Re: [Patch v3] net: mana: Batch ringing RX queue doorbell on receiving packets

From: Paolo Abeni
Date: Mon Jul 03 2023 - 06:15:38 EST


On Sun, 2023-07-02 at 20:18 +0000, Long Li wrote:
> > > > > > > > Subject: Re: [Patch v3] net: mana: Batch ringing RX
> > > > > > > > queue
> > > > > > > > doorbell
> > > > > > > > on receiving
> > > > > > > > packets
> > > > > > > >
> > > > > > > > On Fri, 30 Jun 2023 20:42:28 +0000 Long Li wrote:
> > > > > > > > > > > > > > > > > > > > 5.15 and kernel 6.1. (those
> > > > > > > > > > > > > > > > > > > > kernels are longterm)
> > > > > > > > > > > > > > > > > > > > They need
> > > > > > > > > > > > > > > > > > > > this
> > > > > > > > > > > > > > > > > > > > fix to achieve the performance
> > > > > > > > > > > > > > > > > > > > target.
> > > > > > > > > > > > > > > >
> > > > > > > > > > > > > > > > Why can't they be upgraded to get that
> > > > > > > > > > > > > > > > performance
> > > > > > > > > > > > > > > > target, and
> > > > > > > > > > > > > > > > all
> > > > > > > > > > > > > > > > the other goodness that those kernels
> > > > > > > > > > > > > > > > have? We don't
> > > > > > > > > > > > > > > > normally
> > > > > > > > > > > > > > > > backport new features, right?
> > > > > > > > > > > >
> > > > > > > > > > > > I think this should be considered as a fix, not
> > > > > > > > > > > > a new
> > > > > > > > > > > > feature.
> > > > > > > > > > > >
> > > > > > > > > > > > MANA is designed to be 200GB full duplex at the
> > > > > > > > > > > > start. Due
> > > > > > > > > > > > to
> > > > > > > > > > > > lack of
> > > > > > > > > > > > hardware testing capability at early stage of
> > > > > > > > > > > > the project,
> > > > > > > > > > > > we
> > > > > > > > > > > > could
> > > > > > > > > > > > only test 100GB for the Linux driver.
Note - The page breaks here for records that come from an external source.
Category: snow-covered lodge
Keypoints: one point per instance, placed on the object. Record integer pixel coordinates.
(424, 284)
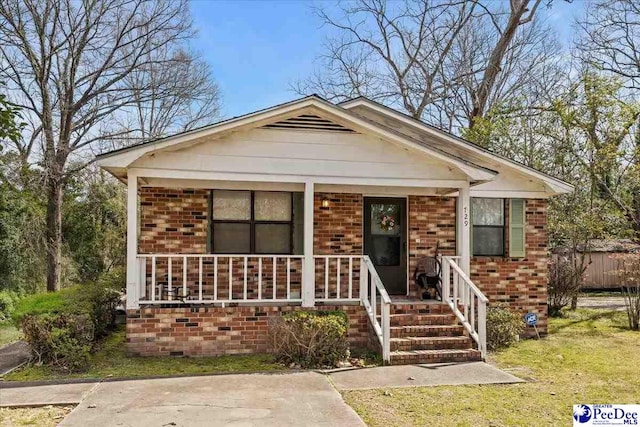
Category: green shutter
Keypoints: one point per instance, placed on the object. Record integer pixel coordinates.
(517, 227)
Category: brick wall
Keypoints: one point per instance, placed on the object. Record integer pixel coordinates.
(432, 220)
(217, 331)
(338, 227)
(173, 220)
(520, 283)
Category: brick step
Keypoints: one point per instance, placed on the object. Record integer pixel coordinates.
(433, 356)
(404, 308)
(427, 331)
(423, 319)
(430, 343)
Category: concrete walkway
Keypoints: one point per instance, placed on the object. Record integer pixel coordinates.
(421, 375)
(609, 303)
(13, 355)
(301, 398)
(305, 398)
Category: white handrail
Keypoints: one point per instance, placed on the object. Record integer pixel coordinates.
(219, 278)
(335, 278)
(458, 290)
(369, 301)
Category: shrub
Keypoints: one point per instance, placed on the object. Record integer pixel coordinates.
(60, 340)
(97, 299)
(8, 301)
(565, 280)
(310, 338)
(628, 274)
(503, 327)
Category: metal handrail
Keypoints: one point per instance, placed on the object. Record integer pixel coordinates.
(369, 301)
(477, 330)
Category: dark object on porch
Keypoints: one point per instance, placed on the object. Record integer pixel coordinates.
(175, 293)
(427, 277)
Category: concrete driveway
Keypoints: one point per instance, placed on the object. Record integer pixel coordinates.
(298, 399)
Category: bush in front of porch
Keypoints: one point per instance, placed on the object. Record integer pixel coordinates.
(62, 327)
(109, 359)
(310, 339)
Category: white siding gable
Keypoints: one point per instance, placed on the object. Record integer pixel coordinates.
(302, 153)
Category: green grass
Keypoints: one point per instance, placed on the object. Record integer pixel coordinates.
(588, 357)
(41, 417)
(8, 334)
(111, 360)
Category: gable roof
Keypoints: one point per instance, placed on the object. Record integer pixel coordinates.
(476, 162)
(123, 157)
(451, 140)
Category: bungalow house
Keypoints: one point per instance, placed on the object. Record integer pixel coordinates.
(321, 206)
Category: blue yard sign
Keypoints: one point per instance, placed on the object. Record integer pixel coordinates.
(531, 319)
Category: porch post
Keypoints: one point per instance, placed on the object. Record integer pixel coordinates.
(464, 229)
(308, 281)
(132, 241)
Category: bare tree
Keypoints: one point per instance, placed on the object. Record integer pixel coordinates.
(69, 65)
(188, 97)
(611, 39)
(521, 12)
(444, 62)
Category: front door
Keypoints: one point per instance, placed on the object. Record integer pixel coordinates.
(385, 240)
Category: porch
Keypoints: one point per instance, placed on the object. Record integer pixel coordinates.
(349, 282)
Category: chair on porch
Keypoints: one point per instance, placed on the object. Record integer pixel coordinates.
(427, 277)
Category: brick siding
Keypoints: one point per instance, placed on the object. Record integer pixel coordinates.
(432, 221)
(519, 282)
(175, 221)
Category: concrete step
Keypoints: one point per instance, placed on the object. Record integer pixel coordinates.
(427, 331)
(430, 343)
(419, 308)
(422, 319)
(411, 357)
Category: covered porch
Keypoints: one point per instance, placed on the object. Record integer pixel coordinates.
(322, 270)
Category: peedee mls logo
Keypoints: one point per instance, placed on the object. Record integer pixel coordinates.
(606, 415)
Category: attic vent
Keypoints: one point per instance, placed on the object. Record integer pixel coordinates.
(310, 122)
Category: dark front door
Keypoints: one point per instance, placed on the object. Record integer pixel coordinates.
(385, 240)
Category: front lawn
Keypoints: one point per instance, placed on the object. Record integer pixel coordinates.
(589, 357)
(110, 360)
(40, 417)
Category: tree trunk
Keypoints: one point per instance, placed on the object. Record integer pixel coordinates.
(494, 66)
(54, 233)
(574, 302)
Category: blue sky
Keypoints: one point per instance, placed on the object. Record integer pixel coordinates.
(258, 48)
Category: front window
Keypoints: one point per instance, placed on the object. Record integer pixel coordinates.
(488, 226)
(254, 222)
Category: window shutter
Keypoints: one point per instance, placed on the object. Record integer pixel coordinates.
(517, 228)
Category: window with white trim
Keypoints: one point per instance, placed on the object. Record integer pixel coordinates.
(255, 222)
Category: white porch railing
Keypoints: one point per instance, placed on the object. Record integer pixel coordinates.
(337, 278)
(225, 279)
(376, 301)
(468, 303)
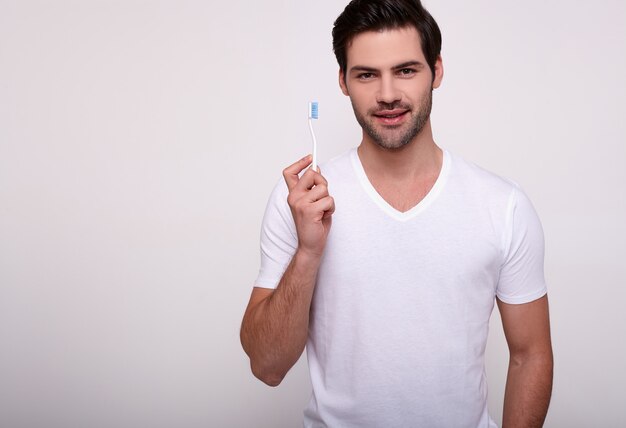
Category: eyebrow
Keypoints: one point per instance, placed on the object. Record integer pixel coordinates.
(395, 67)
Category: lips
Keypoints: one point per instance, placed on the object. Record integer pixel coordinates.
(391, 117)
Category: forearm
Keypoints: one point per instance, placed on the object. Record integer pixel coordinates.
(274, 332)
(528, 391)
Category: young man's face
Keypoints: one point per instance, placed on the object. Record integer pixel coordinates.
(390, 85)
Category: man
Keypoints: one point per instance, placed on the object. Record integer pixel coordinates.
(392, 292)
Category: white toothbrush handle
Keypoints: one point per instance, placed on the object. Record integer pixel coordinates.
(314, 164)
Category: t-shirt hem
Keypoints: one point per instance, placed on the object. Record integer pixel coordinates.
(518, 300)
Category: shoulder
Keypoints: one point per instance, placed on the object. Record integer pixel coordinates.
(472, 179)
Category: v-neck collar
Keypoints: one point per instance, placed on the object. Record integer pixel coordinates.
(384, 205)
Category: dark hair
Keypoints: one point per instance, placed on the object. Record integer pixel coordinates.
(374, 15)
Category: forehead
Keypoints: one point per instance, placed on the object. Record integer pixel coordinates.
(385, 48)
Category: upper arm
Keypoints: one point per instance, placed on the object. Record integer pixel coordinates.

When
> > > > > > > > > > > > hardware is
> > > > > > > > > > > > fully
> > > > > > > > > > > > capable
> > > > > > > > > > > > of reaching designed spec, this bug in the
> > > > > > > > > > > > Linux driver
> > > > > > > > > > > > shows up.
> > > > > > > >
> > > > > > > > That part we understand.
> > > > > > > >
> > > > > > > > If I were you I'd try to convince Greg and Paolo that
> > > > > > > > the
> > > > > > > > change is
> > > > > > > > small and
> > > > > > > > significant for user experience. And answer Greg's
> > > > > > > > question why
> > > > > > > > upgrading the
> > > > > > > > kernel past 6.1 is a challenge in your environment.
> > > >
> > > > I was under the impression that this patch was considered to be
> > > > a
> > > > feature,
> > > > not a bug fix. I was trying to justify that the "Fixes:" tag
> > > > was
> > > > needed.
> > > >
> > > > I apologize for misunderstanding this.
> > > >
> > > > Without this fix, it's not possible to run a typical workload
> > > > designed for 200Gb
> > > > physical link speed.
> > > >
> > > > We see a large number of customers and Linux distributions
> > > > committed
> > > > on 5.15
> > > > and 6.1 kernels. They planned the product cycles and
> > > > certification
> > > > processes
> > > > around these longterm kernel versions. It's difficult for them
> > > > to
> > > > upgrade to newer
> > > > kernel versions.

I think there are some misunderstanding WRT distros and stable kernels.
(Commercial) distros will backport the patch as needed, regardless such
patch landing in the 5.15 upstream tree or not. Individual users
running their own vanilla 5.15 kernel can't expect performance
improvement landing there.

All in all I feel undecided. I would endorse this change going trough
net-next (without the stable tag). I would feel less torn with this
change targeting -net without the stable tag. Targeting -net with the
stable tag sounds a bit too much to me.

Cheers,
Paolo